Dr. William D. Pederson, Director of American Studies and the International Lincoln Center and Professor of Political Science at LSU-Shreveport, will speak on the often-overlooked effects of the Emancipation Proclamation of 150 years ago. Well-known local actor and story teller Thelma Harrison will portray Harriet Tubman, former slave and crusader for freedom as a “conductor” on the Underground Railroad.  
Pam Carlisle, Outreach Specialist for the History Center invites the public to attend this special program free of charge.  Refreshments will be served.  For more information call her at (318) 746-7717.

Monday, January 14, 2013

Artifact of the Month - January

January's artifact of the month is this Caddo Indian ceramic bottle from south Bossier Parish.

This miniature bottle is from the McClelland archaeological site in south Bossier Parish. It is about 4 inches wide and 3 inches tall. The McClelland site was probably part of a village belonging to the Nakasas, a Caddoan group that occupied the area as late as 1700, when they were visited by the French explorer Bienville. Caddo Indians are renowned for their high-quality and attractive pottery. This bottle is decorated in a style known as “Keno Trailed”, a late prehistoric to early historic (ca. AD 800-1700) design for fine (non-utilitarian) ware. Keno ‘trails’ were wide curvilinear incisions. Incised patterns were made while the clay was still soft or only semi-hard, causing deeper lines than engraved patterns, which are made when the clay is hardened.

Be sure to stop by the History Center to see this ceramic bottle in person! We also have other artifacts from the McClelland site on display in one of our central table cases.

Thursday, January 3, 2013

Photo of the Month - January

We are excited to bring some new content to our blog! Watch as we select a "Photo of the Month" and an "Artifact of the Month" - we hope you will enjoy getting a peek at images and items in the Historical Center's collection. We start by featuring January's Photo of the Month. This image from the January 20th, 1948 issue of The Shreveport Times shows a wintery scene on Texas Street. 
The Planters Press gives a good description of the rare snowstorm, which was the heaviest snowfall since December of 1929. "This recent snow totaled about 10 inches. Accompanying the snow was a sharp drop in temperature..." Cinders and salt were sprinkled on this new bridge over the Red River and police officers were stationed at the approaches to guide and caution the traffic. Schools in Bossier Parish were closed for three days as a safety measure. 

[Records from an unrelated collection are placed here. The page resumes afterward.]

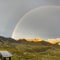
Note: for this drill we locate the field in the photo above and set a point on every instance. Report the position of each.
(23, 49)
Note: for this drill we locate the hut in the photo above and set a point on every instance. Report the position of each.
(4, 55)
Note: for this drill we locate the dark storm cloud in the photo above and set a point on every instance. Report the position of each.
(12, 10)
(42, 22)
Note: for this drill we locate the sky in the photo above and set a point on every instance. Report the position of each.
(11, 11)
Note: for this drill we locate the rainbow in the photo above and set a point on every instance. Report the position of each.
(34, 9)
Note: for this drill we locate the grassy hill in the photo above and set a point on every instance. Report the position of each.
(32, 50)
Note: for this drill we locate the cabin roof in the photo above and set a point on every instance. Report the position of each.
(5, 54)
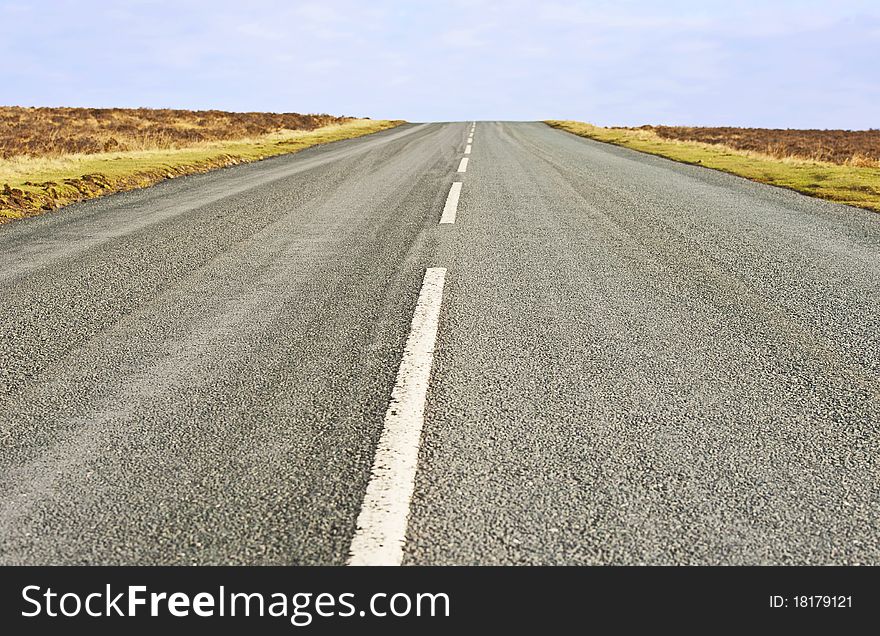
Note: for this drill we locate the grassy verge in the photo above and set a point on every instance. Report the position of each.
(852, 185)
(32, 185)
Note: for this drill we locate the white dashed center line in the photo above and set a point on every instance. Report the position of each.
(451, 207)
(381, 525)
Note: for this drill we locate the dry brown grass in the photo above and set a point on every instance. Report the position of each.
(859, 148)
(50, 157)
(850, 181)
(52, 132)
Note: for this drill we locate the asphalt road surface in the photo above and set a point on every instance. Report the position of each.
(631, 361)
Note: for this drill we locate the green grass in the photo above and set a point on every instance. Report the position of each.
(32, 185)
(857, 186)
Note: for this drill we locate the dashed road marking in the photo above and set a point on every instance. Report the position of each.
(381, 525)
(451, 207)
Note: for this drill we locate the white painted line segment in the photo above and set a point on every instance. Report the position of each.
(381, 525)
(451, 207)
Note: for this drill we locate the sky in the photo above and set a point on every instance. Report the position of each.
(766, 63)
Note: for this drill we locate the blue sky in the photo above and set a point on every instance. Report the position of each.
(775, 63)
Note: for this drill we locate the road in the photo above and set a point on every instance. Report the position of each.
(599, 357)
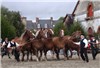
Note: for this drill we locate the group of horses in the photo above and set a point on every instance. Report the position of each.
(40, 45)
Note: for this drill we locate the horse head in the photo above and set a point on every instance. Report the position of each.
(76, 36)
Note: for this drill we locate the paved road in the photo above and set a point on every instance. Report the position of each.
(72, 63)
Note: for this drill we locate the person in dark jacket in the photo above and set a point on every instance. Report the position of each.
(83, 48)
(93, 42)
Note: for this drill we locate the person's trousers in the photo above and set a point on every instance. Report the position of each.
(83, 53)
(94, 52)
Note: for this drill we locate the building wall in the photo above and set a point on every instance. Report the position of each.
(91, 23)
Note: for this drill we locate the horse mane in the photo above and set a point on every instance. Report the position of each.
(22, 35)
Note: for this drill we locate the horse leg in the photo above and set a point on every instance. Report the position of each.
(8, 53)
(53, 54)
(57, 53)
(78, 53)
(66, 51)
(65, 54)
(31, 56)
(45, 53)
(37, 55)
(71, 53)
(23, 54)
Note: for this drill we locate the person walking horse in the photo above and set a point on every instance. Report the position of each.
(13, 46)
(93, 42)
(4, 48)
(61, 33)
(83, 48)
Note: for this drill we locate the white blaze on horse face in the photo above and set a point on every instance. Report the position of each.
(52, 31)
(37, 33)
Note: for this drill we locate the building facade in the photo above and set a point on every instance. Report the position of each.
(88, 13)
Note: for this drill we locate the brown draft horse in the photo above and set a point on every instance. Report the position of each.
(36, 44)
(66, 43)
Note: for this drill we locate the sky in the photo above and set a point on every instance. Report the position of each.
(44, 9)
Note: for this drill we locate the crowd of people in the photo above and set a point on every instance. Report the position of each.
(83, 44)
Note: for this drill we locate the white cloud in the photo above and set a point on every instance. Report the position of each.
(39, 0)
(41, 9)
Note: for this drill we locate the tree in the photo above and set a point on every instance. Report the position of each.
(11, 25)
(7, 30)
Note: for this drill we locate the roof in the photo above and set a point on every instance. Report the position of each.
(30, 25)
(81, 6)
(49, 23)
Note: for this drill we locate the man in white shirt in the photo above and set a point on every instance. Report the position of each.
(61, 33)
(83, 48)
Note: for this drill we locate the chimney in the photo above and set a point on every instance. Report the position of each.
(37, 20)
(51, 18)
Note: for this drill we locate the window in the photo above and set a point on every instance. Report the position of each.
(38, 26)
(90, 10)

The snow interrupted the March of Dimes campaign for six days and caused Bossier City restaurants to postpone their Coffee Day benefit. (On Coffee Days, local merchants contributed their coffee sales to the March of Dimes.) 

The Freedom Train arrived at the Louisiana & Arkansas railroad depot on Marshall Street just in time for the storm. Many visitors braved the cold and ice to see the historical documents and artifacts displayed within the train cars. Luckily, the cars were properly heated and comfortable! In spite of the winter weather, the line of visitors extended about two city blocks, with as many as 1000 persons forming the line at one time.

Do you think this January will bring Bossier any snow like this?